Two Decisions, €475 Million
The CNIL's own sanctions overview discloses the breakdown: 21 of 2025's sanctions concerned cookies and trackers, and two of those — both finalized in early September 2025 — alone account for €475 million of the year's total.
On September 1, the restricted committee fined Shein €150 million for placing advertising cookies on visitors' devices before any consent interaction, for cookie banners that omitted purposes and third parties, and for continuing to write and read cookies after users clicked "Refuse all." Two days later, the same body fined Google €325 million (split €200M against Google LLC and €125M against Google Ireland Ltd) for inserting ads between Gmail messages without consent and for setting cookies during Google-account creation.
Subtract those two and the remaining 81 sanctions of 2025 — including 14 for inadequate data security, 16 for unlawful workplace video surveillance, and 14 for failures to honor erasure requests — sum to roughly €12 million. Median enforcement, in other words, is producing five- and low-six-figure fines on individual organizations.
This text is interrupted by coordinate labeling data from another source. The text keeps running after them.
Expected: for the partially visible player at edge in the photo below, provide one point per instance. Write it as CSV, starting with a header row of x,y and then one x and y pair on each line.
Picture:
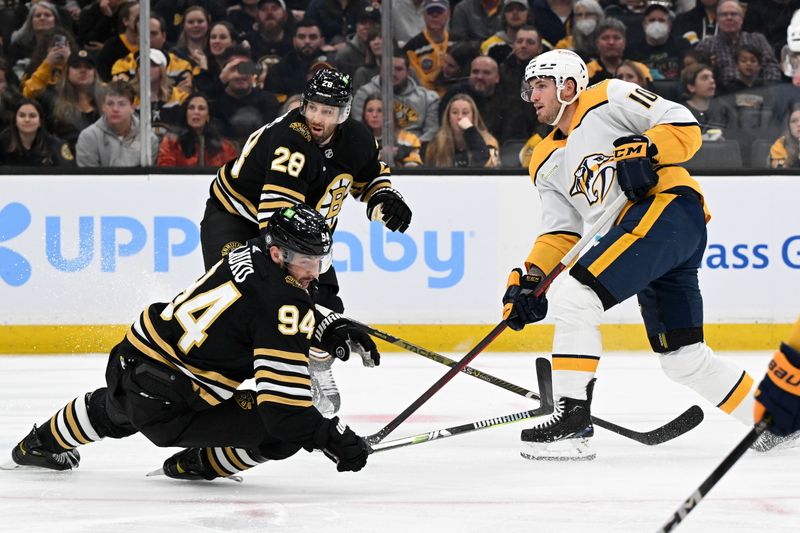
x,y
315,155
175,375
778,395
610,139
The "record €487M" is real, but it is mostly two Big-Tech-grade transfers from California and Singapore-headquartered fashion logistics, not a generalized escalation against French firms.
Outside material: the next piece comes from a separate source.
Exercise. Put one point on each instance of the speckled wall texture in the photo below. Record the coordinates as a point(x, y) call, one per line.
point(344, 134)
Steelmanning the Cookie Fines
The strongest case for those two fines is straightforward. Shein averaged roughly 12 million monthly French visitors, and Google's Gmail footprint in France is the dominant inbox by some distance. When a "Reject all" button does not actually reject — when consent is engineered to fail — the deception is not technical noise; it is a deliberate workaround of the choice users were promised. Article 82 of France's Loi Informatique et Libertés (which transposes the ePrivacy Directive, not the GDPR proper) treats that as a strict-liability violation, and the European Data Protection Board has logged similar reasoning across member states. If the deterrent effect of a fine scales with the offender's revenue, headline-grabbing numbers are exactly what the law contemplates.
That said, the gap between cookie-consent enforcement and the rest of the regulator's caseload is worth naming. The marginal harm of a third-party advertising cookie placed during onboarding — recoverable by clearing browser storage — is not obviously of the same kind as a successful intrusion exfiltrating millions of identity records, the dominant failure mode in the 6,167 notifications CNIL processed last year. Yet the cookie file delivered 98% of the year's fine total.
The 2026 Pivot Is the Right Correction
Against that backdrop, CNIL's announced 2026 reallocation is encouraging. The regulator says hacking accounted for roughly one in two reported breaches in 2025, and cybersecurity failures already drove about 30% of sanctions. The decision to direct half of 2026 controls toward data security is a redirection toward the harms that most plausibly affect end users — credential theft, ransomware exfiltration, undeleted records sitting on misconfigured object stores. Recent guidance, summarized by Norton Rose Fulbright's Data Protection Report, already requires multi-factor authentication for personnel accessing large customer databases, with inspections set to begin this year.
That shift is good news for proportionality. Mandatory MFA on remote database access is a concrete, low-burden engineering ask whose absence reliably correlates with breach severity; it is the inverse of an interface-design dispute about whether a "Reject all" button is one click or two. If a regulator must choose where to spend a finite number of inspectors, verify the controls that stop the breach beats verify the layout that frames the consent — and CNIL appears to have made that choice.
What to Watch
Three questions follow from the report. First, whether the planned electoral-register and sports-federation themes deliver actionable findings or recapitulate generic complaints. Second, whether the next cohort of cookie fines tapers off as the rules harden into industry practice — privacy enforcement should aim to extinguish, not annuitize, recurring violations. Third, whether French enforcement remains compatible with EU-level coordination as the Digital Services Act, AI Act, and GDPR overlap on the same defendants; CNIL is now also a market-surveillance authority for high-risk AI under the AI Act, and that workload will compete for the same investigators it just promised to data security.
A €487 million headline buys attention. The 2026 priorities should be judged by whether they reduce breach severity in France, not by whether next year's total is higher.